Sunday, March 24, 2019

Inconvenient clover

Speaking this week to the Wellfleet Gardeners, a wonderful group of serious gardeners on Cape Cod, reminded me of one of my favorite stories about how commercial influences form our ideas about the plants around us. Wellfleet readers, I apologize for repeating what you just heard. Tune in next week when I should be able to describe the beginning of the sheet composting experiment.

     After World War II, Americans embraced what a team of environmental scientists at Yale has termed the Industrial Lawn, defined as closely mowed, continuously green, and ideally free of weeds and pests. The Industrial Lawn requires regular inputs of water, fertilizer, pesticides, and herbicides. Energy costs are high, not just for mowing but also for synthesizing and transporting the chemicals used.



Industrial Lawn: turf grass only

     Why did we Americans embrace this Industrial Lawn, and why right after World War II? One reason was the development of an herbicide, 2,4-D, for use by the military (If this name sounds familiar, it might be because of Agent Orange, which contained both 2,4-D and 2,4,5-T, another phenoxy herbicide). During the war, chemists in England and the US raced to develop an herbicide that could wipe out German potato crops and Japanese rice, to starve out the enemy.

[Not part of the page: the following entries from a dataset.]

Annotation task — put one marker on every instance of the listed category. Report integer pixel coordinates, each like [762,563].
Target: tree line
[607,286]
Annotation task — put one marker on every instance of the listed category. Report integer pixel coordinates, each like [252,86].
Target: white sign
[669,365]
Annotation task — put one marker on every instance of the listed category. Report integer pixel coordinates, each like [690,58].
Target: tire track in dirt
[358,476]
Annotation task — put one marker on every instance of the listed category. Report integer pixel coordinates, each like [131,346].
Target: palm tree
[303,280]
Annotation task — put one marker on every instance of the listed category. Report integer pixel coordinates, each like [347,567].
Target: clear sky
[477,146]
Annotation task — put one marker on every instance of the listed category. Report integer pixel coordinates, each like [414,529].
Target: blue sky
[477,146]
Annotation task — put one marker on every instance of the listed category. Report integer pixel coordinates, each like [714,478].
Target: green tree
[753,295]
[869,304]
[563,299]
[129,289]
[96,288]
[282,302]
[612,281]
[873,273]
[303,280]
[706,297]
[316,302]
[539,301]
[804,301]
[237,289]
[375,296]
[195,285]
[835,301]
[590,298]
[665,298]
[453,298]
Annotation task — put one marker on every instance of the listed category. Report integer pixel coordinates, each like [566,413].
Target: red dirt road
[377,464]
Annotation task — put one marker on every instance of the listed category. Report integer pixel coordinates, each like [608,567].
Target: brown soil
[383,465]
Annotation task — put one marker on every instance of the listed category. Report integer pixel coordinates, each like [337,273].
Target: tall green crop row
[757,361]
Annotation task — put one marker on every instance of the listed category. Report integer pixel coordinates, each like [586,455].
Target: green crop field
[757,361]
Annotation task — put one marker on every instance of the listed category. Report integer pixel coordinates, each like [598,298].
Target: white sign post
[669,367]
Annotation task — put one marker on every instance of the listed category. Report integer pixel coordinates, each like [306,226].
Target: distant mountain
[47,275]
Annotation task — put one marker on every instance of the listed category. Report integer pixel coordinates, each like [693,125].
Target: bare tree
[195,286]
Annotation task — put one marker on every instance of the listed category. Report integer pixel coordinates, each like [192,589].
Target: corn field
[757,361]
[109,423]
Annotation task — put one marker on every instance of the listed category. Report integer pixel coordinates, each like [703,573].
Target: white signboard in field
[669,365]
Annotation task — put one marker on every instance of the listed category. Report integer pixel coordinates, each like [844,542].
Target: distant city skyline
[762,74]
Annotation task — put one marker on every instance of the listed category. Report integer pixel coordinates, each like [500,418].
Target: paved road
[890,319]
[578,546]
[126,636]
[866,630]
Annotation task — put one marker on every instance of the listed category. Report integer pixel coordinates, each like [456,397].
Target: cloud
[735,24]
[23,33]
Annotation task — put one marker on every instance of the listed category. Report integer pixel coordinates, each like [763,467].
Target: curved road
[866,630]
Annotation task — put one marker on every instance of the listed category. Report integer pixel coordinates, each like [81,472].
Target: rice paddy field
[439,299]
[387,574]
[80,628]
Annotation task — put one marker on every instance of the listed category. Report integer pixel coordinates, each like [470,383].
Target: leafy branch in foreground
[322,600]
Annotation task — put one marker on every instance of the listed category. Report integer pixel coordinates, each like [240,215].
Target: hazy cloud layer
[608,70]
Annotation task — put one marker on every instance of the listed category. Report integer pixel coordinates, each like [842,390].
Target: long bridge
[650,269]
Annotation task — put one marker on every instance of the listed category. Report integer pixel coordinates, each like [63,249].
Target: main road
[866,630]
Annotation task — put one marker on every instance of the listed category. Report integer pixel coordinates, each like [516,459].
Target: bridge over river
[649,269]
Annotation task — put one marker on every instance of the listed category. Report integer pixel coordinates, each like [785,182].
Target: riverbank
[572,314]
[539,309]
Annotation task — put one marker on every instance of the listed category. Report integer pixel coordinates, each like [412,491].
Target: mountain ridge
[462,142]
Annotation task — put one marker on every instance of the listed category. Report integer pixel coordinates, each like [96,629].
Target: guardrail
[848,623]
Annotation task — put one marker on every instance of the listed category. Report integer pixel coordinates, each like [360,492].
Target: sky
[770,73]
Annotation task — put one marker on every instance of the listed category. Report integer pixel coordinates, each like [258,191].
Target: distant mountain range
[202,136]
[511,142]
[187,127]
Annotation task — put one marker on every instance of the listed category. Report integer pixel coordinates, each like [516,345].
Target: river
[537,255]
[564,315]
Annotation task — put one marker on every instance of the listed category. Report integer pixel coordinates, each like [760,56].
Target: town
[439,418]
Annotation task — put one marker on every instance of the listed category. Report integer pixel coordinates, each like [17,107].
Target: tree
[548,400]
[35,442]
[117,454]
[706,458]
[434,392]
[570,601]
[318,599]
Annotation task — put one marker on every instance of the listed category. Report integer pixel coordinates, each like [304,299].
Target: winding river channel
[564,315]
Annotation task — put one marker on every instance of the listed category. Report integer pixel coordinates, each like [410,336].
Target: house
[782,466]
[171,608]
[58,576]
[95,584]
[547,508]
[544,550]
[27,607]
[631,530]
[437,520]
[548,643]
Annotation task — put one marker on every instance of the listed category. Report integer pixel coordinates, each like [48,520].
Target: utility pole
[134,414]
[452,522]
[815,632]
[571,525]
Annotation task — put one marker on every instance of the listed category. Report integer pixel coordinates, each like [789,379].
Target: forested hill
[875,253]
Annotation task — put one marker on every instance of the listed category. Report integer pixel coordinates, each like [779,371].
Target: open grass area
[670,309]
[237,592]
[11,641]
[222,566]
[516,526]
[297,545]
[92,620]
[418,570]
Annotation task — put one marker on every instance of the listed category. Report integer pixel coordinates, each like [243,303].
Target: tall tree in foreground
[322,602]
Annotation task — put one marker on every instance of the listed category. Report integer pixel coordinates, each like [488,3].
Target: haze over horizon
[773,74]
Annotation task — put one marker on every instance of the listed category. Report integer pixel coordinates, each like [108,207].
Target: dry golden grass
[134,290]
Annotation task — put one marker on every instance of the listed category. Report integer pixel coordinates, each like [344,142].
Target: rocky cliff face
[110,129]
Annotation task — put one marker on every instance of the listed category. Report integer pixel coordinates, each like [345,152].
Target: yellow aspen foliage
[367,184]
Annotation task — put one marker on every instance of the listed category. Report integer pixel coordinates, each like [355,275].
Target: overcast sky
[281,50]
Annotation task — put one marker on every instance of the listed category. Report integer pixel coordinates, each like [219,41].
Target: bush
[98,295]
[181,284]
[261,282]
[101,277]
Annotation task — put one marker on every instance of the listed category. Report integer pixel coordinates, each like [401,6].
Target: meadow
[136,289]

Spraying herbicide over Vietnam

     To their disappointment, potato and rice plants turned out to be resistant to 2,4-D. It did kill broadleaf plants in turf, though, without killing the grass. The Scotts company realized this could be a goldmine. In 1947, Scotts started selling 2,4-D in their Weed and Feed combination—herbicide plus fertilizer. Scotts had just one problem. Their new weedkiller killed clover.



     Before the war, grass seed mixes included clover seed. White or Dutch clover originated in southeastern Europe and Asia minor. It’s spread all over the world because it works so well for pastures—and lawns. I like to use clover to fill in bare patches in my lawn. Rabbits love it, and I think it’s keeping them from wiping out my perennials.

Rabbits like clover-photo ibm4381

     Clover is a legume that fixes nitrogen in the soil, in effect making lawn fertilizer. It stays green all summer; it’s easy to grow, drought tolerant, and pest free. It aerates the soil. It stays low. Dog urine doesn’t cause it to discolor; and it attracts bees and beneficial wasps that control leaf-eating insects. It sounds like an asset for any lawn, right? Before the war, that’s how it was marketed.


To me, clover looks good in a lawn

     But because of 2,4-D, Scotts changed their marketing approach. They told consumers that clover was a weed. That idea persists up to the present time; lawn care contractors still cringe at the sight of clover in the lawn.


Making killing clover a selling point

     Although we like to think that advertising doesn’t affect us, this kind of messaging has an impact. Don’t be fooled. I’m trying to grow less lawn and convert the space to more environmentally friendly uses. No matter how much lawn you like to maintain, though, don’t let anyone convince you that clover shouldn’t be part of it.